On Tue, May 24, 2022 at 12:53 AM Feng zhou <zhoufeng.zf@xxxxxxxxxxxxx> wrote:
+static void setup(void)...
+{
+ struct bpf_link *link;
+ int map_fd, i, max_entries;
+
+ setup_libbpf();
+
+ ctx.skel = bpf_map_bench__open_and_load();
+ if (!ctx.skel) {
+ fprintf(stderr, "failed to open skeleton\n");
+ exit(1);
+ }
+
+ link = bpf_program__attach(ctx.skel->progs.benchmark);
+ if (!link) {
+ fprintf(stderr, "failed to attach program!\n");
+ exit(1);
+ }
+
+ //fill hash_map
+ map_fd = bpf_map__fd(ctx.skel->maps.hash_map_bench);
+ max_entries = bpf_map__max_entries(ctx.skel->maps.hash_map_bench);
+ for (i = 0; i < max_entries; i++)
+ bpf_map_update_elem(map_fd, &i, &i, BPF_ANY);
+}
+SEC("fentry/" SYS_PREFIX "sys_getpgid")
+int benchmark(void *ctx)This benchmark is artificial at its extreme.
+{
+ u32 key = bpf_get_prandom_u32();
+ u64 init_val = 1;
+
+ bpf_map_update_elem(&hash_map_bench, &key, &init_val, BPF_ANY);
+ return 0;
+}
First it populates the map till max_entries and then
constantly bounces off the max_entries limit in a bpf prog.

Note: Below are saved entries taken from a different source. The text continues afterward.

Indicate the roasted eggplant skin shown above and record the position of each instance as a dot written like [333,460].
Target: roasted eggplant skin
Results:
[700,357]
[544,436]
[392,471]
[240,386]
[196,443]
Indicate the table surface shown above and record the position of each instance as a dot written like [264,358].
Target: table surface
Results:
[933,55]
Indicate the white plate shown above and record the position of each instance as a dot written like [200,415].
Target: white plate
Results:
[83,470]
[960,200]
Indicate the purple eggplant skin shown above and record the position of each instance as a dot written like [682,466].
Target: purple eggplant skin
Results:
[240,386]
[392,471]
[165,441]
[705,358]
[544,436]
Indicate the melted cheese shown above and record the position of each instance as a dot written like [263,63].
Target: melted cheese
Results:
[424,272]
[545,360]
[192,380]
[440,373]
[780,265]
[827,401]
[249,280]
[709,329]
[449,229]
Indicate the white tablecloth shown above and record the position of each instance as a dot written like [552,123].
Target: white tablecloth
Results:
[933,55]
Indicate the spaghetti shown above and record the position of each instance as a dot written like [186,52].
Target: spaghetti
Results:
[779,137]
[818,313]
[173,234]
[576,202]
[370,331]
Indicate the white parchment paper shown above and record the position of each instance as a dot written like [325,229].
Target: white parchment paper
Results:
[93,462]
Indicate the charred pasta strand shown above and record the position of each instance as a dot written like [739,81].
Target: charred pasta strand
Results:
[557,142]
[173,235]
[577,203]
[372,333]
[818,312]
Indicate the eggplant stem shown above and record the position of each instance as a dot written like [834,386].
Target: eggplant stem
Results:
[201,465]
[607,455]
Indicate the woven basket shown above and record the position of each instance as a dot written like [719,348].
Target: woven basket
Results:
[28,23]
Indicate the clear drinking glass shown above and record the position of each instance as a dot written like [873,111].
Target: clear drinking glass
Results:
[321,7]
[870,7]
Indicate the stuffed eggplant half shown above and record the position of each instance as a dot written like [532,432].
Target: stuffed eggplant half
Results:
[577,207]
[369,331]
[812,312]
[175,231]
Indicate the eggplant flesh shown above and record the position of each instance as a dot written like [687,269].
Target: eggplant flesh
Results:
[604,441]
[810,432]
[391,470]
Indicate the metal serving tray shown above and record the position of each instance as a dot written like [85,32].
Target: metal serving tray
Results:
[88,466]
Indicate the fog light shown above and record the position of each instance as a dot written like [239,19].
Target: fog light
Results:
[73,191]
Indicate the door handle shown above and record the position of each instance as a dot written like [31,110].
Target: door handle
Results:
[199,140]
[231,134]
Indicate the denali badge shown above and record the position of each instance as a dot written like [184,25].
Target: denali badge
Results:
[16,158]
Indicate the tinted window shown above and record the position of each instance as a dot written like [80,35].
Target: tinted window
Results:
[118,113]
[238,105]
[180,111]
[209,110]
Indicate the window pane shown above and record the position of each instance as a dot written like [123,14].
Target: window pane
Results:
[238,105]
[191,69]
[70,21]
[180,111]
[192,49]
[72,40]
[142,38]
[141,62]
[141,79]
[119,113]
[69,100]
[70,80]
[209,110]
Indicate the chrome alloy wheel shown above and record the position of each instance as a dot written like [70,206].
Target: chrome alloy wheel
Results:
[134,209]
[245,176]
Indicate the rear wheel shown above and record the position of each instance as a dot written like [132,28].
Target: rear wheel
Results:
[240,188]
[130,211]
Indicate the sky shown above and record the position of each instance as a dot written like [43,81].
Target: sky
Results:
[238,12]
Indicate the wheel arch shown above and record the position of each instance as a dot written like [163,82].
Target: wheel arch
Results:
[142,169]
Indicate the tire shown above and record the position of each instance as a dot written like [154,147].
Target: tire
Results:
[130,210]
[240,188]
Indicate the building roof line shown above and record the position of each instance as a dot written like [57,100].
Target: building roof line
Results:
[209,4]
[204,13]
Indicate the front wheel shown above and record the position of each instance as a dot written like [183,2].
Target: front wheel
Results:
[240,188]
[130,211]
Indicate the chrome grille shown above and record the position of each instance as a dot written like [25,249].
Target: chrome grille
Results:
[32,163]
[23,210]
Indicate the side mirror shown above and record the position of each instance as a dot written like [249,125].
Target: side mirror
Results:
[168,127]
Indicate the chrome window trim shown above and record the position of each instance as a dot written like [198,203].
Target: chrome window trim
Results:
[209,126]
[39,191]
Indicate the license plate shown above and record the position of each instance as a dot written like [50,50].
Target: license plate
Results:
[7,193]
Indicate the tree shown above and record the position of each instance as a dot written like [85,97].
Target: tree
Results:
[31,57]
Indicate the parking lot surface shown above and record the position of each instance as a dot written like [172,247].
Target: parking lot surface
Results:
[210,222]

Sometimes random_u32 will be less than max_entries
and map_update_elem will hit a fast path,
but most of the time it will fail to alloc_htab_elem()
and will fail to map_update_elem.
It does demonstrate that percpu_free_list is inefficient
when it's empty, but there is no way such a microbenchmark
justifies optimizing this corner case.
If there is a production use case please code it up in
a benchmark.
Also there is a lot of other overhead: syscall and atomic-s.
To stress map_update_elem please use a for() loop inside bpf prog.